L’assurdità dell’assunto è palese, e dimentica altresì che le garanzie prestate sono reciproche: anche la Chiesa, per senso di opportunità, ha per esempio garantito che gli ecclesiastici nominati agli uffici di vescovo, abate, parroco siano di regola cittadini italiani.

Il sistema concordatario non comporta il rischio che il rapporto tra piano mondano e piano religioso venga relegato a rapporto tra potere civile ed ecclesiastico, riproponendo passati rischi integralistici?
Questi rischi possono essere esclusi se guardiamo al tenore dei moderni concordati, che non assegnano alle Chiese o alle confessioni religiose i privilegi di Chiese di Stato, ma si fanno innanzitutto garanti dei diritti di libertà individuale (anche religiosa) dei cittadini.
Inoltre, ogni moderna concezione del pluralismo sociale esclude che gli spazi di libertà possano ridursi al rapporto diretto ed esclusivo tra Stato e cittadino. La libertà del cittadino si manifesta anche nelle "formazioni sociali ove svolge la sua personalità" (art. 2 Cost.). Esistono diritti e garanzie da accordare anche alle formazioni sociali (famiglia, comunità locali, comunità educative, associazioni, Chiese) in quanto tali, in funzione della loro rilevanza.
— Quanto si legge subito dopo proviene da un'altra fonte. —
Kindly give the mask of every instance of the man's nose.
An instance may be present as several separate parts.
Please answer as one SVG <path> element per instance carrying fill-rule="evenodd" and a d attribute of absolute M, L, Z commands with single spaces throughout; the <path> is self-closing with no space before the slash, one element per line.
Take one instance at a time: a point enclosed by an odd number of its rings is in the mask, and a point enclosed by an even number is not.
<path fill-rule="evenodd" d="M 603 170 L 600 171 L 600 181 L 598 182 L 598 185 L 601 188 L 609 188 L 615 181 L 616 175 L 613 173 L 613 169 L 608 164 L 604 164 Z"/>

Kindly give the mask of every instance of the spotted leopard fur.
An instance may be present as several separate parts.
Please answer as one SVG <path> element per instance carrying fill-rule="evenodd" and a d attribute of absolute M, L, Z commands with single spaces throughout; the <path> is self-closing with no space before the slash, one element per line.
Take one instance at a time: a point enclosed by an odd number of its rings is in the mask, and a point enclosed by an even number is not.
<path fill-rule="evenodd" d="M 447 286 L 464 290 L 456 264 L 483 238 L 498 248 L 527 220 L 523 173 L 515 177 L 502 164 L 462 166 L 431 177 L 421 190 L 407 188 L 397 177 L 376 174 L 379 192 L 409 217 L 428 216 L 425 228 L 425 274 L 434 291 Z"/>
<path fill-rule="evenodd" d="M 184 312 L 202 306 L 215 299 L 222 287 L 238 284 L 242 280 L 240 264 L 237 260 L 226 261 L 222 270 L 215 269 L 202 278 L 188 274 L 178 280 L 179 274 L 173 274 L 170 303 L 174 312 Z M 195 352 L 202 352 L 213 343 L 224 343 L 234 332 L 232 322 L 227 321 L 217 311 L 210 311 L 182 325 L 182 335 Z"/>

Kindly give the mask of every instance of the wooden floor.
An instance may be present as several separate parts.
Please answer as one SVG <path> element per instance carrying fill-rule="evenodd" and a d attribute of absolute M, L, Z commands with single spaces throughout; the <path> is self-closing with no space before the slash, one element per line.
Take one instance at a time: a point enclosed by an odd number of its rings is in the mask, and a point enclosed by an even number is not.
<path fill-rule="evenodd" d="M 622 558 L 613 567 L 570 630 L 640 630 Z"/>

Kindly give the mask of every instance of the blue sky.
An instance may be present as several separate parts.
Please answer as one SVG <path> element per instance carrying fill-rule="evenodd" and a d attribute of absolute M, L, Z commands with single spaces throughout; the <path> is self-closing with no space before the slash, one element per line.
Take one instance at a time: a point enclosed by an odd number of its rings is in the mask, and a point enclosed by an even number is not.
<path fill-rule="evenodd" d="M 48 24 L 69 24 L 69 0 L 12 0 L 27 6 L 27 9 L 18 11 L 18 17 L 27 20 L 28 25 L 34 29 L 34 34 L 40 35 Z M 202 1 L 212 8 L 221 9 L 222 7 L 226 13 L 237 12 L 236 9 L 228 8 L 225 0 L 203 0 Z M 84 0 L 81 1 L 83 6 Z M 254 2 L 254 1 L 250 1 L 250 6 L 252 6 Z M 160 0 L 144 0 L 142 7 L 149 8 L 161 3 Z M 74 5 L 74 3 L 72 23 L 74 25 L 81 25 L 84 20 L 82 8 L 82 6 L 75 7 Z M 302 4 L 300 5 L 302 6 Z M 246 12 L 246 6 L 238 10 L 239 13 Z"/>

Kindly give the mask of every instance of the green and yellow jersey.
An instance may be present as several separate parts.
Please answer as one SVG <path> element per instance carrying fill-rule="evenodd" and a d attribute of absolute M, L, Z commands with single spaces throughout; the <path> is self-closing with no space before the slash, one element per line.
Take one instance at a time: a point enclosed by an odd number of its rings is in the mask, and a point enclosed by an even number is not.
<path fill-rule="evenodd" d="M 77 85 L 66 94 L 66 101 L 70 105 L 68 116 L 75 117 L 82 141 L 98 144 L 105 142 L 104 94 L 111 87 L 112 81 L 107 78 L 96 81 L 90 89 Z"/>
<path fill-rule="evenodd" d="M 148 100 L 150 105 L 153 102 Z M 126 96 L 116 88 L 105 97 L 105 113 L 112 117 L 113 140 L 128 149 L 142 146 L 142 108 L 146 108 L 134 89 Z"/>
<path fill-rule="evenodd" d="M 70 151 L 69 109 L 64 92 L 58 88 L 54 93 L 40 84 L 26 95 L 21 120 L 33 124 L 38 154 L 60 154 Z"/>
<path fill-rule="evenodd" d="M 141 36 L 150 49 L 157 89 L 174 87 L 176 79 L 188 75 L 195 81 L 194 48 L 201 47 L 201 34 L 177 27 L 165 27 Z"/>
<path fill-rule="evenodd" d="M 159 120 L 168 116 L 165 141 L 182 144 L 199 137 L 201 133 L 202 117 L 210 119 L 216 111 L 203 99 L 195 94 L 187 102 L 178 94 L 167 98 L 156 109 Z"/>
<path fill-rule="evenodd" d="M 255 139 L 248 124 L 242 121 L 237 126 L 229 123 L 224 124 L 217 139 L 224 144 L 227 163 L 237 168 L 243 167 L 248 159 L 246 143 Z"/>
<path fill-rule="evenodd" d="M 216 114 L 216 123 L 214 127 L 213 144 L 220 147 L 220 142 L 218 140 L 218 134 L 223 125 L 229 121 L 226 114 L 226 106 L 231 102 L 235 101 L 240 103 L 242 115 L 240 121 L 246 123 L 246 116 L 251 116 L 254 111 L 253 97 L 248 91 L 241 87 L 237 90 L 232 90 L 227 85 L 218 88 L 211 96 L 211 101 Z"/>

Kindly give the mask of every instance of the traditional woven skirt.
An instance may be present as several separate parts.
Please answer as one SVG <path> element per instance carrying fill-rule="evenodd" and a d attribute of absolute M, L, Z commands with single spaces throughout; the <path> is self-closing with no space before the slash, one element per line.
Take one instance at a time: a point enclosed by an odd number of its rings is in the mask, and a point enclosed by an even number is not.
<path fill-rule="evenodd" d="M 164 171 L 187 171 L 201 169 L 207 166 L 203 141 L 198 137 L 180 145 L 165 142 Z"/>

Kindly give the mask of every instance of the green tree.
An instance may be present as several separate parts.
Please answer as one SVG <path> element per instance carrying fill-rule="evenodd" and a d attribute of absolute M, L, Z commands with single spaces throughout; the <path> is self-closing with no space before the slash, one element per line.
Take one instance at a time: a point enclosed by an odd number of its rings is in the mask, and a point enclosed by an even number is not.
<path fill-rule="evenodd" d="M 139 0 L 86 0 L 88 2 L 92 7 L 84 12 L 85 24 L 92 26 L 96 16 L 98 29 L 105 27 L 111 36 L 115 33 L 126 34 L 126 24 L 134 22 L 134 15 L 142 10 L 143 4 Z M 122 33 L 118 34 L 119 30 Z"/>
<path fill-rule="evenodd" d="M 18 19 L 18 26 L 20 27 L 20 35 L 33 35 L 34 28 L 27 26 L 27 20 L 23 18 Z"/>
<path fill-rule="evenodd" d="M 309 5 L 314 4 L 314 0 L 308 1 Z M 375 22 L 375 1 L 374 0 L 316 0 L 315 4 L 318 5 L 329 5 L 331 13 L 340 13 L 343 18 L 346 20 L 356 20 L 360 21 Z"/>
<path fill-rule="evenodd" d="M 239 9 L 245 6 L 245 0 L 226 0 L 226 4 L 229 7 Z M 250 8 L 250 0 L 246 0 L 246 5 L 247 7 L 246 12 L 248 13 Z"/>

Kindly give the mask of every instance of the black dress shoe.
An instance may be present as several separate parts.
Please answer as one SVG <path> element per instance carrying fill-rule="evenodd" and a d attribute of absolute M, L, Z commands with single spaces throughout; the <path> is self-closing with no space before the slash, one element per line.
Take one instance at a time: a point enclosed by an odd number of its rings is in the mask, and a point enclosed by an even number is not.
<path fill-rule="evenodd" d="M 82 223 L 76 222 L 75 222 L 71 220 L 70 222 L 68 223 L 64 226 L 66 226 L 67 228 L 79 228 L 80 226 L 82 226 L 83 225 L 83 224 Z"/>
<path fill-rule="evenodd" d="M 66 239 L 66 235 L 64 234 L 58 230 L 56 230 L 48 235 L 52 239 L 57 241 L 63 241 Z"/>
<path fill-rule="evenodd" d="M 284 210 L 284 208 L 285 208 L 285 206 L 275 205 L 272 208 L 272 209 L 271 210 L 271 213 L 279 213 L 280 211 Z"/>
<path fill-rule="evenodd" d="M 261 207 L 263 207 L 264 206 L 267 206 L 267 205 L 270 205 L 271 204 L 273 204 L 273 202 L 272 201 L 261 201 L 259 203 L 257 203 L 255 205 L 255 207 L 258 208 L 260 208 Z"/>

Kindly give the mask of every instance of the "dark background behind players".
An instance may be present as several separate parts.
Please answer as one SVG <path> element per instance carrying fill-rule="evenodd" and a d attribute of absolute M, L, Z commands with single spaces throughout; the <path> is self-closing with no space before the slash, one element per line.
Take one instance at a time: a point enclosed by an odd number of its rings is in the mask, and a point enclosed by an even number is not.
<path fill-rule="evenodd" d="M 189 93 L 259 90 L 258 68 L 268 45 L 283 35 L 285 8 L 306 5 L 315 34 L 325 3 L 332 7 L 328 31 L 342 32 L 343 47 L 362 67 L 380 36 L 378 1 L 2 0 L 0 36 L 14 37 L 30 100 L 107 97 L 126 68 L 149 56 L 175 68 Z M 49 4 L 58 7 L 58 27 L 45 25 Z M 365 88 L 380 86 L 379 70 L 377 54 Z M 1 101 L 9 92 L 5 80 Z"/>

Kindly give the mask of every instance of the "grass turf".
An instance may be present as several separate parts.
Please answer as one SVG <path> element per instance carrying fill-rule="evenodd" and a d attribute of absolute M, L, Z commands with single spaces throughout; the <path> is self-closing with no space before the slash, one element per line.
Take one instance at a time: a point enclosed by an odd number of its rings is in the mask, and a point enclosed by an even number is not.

Come si regolano i Paesi in cui non vige il sistema concordatario?

Un esempio spesso citato è quello della Francia, dove il concetto di laïcité (come definito dalle leggi del 1905) è considerato uno dei cardini della Repubblica. Diciamolo chiaramente: la laïcité francese non è altro che un laicismo molto spinto, di matrice giacobina e rivoluzionaria. È possibile definire liberale un sistema che impone ai parroci di comunicare ai prefetti gli orarî delle messe? Un sistema che vieta alla Chiesa di possedere gli edifici di culto, e che inizialmente pretendeva persino di dettare indirettamente alla Chiesa la sua organizzazione interna (stabilendo che la proprietà degli edifici fosse incamerata dallo Stato, e affidata gratuitamente ad “associazioni cultuali” a base democratica, cui doveva essere sottoposto il vescovo)? Jules Ferry, il grande architetto della laicizzazione del sistema scolastico francese, disse: “abbiamo promesso la neutralità religiosa, ma non abbiamo promesso la neutralità filosofica né quella politica”. Non laicità, dunque, intesa come garanzia delle libertà politiche e religiose; ma laicismo, inteso come ideologia antireligiosa imposta dall’alto.
Le leggi del 1905 erano così estremistiche che suscitarono ribellioni popolari e ne fu impossibile un’applicazione letterale. Una gran quantità di interpretazioni giurisprudenziali, modifiche legislative, accordi bilaterali ha modificato alcuni aspetti (tra cui quello della gestione delle chiese, affidata poi ad associazioni diocesane presiedute dal vescovo), e ne ha lasciati inapplicati altri.
In ogni caso, la riuscita infelice del laicismo francese ci sembra che non ne faccia un sistema da imitare. La pensa così anche il neo-presidente francese, Nicolas Sarkozy, che ha dedicato un  libro proprio al tema di una rinnovata laicità, aperta alle religioni.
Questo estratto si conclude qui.